When a build step fails, the CLI automatically shows:

  • The error type and classification (e.g., auth_error, build_error)
  • An actionable hint (e.g., "Run eve build diagnose bld_xxx")
  • The build ID for cross-referencing

Use eve build diagnose for full failure analysis:

eve build diagnose bld_01abc123

This shows the build spec, all runs, artifacts, recent logs, and error classification with actionable hints.

Approving and cancelling runs

Approval gates

When an environment has approval: required, pipeline steps that target that environment pause and wait for approval:

eve pipeline approve prun_01abc123

Cancellation

Cancel a running pipeline:

eve pipeline cancel prun_01abc123
eve pipeline cancel prun_01abc123 --reason "Found a critical bug"

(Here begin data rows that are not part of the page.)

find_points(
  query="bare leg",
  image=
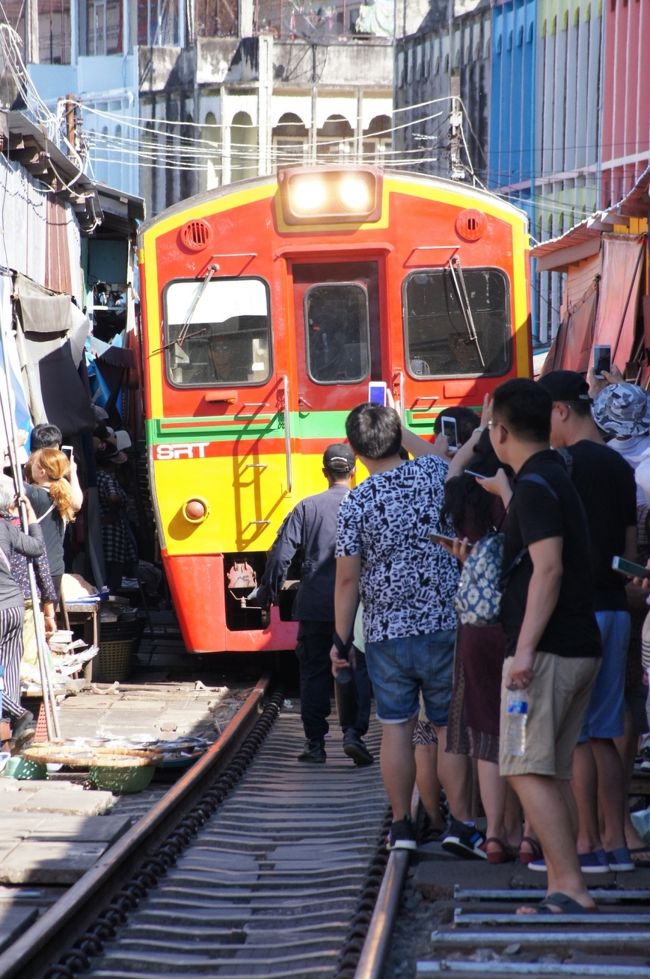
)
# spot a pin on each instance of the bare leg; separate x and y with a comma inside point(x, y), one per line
point(585, 791)
point(454, 774)
point(428, 783)
point(611, 792)
point(626, 746)
point(546, 803)
point(398, 766)
point(493, 796)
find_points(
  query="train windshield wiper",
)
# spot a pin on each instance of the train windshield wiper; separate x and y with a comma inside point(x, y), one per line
point(463, 299)
point(182, 336)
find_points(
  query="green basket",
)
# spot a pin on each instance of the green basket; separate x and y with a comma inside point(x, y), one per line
point(113, 661)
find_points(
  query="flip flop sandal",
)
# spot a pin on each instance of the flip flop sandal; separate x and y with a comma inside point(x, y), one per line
point(534, 851)
point(558, 903)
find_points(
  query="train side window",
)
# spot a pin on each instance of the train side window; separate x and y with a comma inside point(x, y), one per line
point(447, 336)
point(217, 333)
point(337, 335)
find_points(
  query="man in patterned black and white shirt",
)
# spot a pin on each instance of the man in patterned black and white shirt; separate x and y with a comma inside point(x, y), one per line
point(407, 586)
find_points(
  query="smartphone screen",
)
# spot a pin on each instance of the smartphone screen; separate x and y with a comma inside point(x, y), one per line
point(602, 359)
point(377, 393)
point(450, 431)
point(630, 567)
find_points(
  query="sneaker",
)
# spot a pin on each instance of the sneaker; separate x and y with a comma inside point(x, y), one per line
point(402, 835)
point(594, 863)
point(313, 753)
point(464, 841)
point(355, 748)
point(619, 860)
point(537, 865)
point(24, 729)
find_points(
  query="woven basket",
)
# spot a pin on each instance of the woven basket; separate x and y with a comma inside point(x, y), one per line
point(113, 661)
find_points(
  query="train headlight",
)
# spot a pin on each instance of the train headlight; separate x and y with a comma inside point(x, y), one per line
point(195, 510)
point(330, 194)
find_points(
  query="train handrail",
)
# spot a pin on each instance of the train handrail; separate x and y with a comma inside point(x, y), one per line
point(287, 432)
point(399, 404)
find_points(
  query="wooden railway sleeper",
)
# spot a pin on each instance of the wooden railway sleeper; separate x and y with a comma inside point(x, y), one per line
point(155, 867)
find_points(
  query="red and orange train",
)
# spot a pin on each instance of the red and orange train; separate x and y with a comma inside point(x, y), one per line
point(268, 307)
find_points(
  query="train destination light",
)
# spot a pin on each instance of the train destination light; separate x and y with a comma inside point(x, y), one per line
point(332, 195)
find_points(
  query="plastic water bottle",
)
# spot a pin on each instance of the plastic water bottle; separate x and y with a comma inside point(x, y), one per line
point(344, 676)
point(516, 719)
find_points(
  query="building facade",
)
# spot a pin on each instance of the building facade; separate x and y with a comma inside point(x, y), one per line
point(166, 99)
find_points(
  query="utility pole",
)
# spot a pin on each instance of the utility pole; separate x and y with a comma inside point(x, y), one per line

Cancellation cascades to all running and pending jobs in the pipeline run. Cancelled jobs are terminal and unblock downstream steps (they do not block independent branches of the graph).

Pipeline inputs

Pipelines can receive inputs from two sources:

1. Manifest-level defaults — declared in the environment configuration:

environments:
staging:
pipeline: deploy
pipeline_inputs:
smoke_test: true
timeout: 1800

2. CLI-level overrides — passed at run time:

eve pipeline run deploy \
--ref 0123456789abcdef0123456789abcdef01234567 \
--inputs '{"release_id": "rel_01abc123"}'

When both are present, CLI inputs override manifest inputs for matching keys.

Secret requirements

Steps can declare secret dependencies for pre-flight validation:

steps:
- name: integration-tests
script:
run: "pnpm test:integration"
requires:
secrets: [DATABASE_URL, API_KEY]

Validate secret availability before running:

eve manifest validate --validate-secrets

Build, release, deploy: the canonical flow

The standard Eve CI/CD pipeline follows a three-phase pattern:

Build creates container images from your service build contexts. Each build produces a BuildSpec (what to build), a BuildRun (how it built), and BuildArtifacts (image digests).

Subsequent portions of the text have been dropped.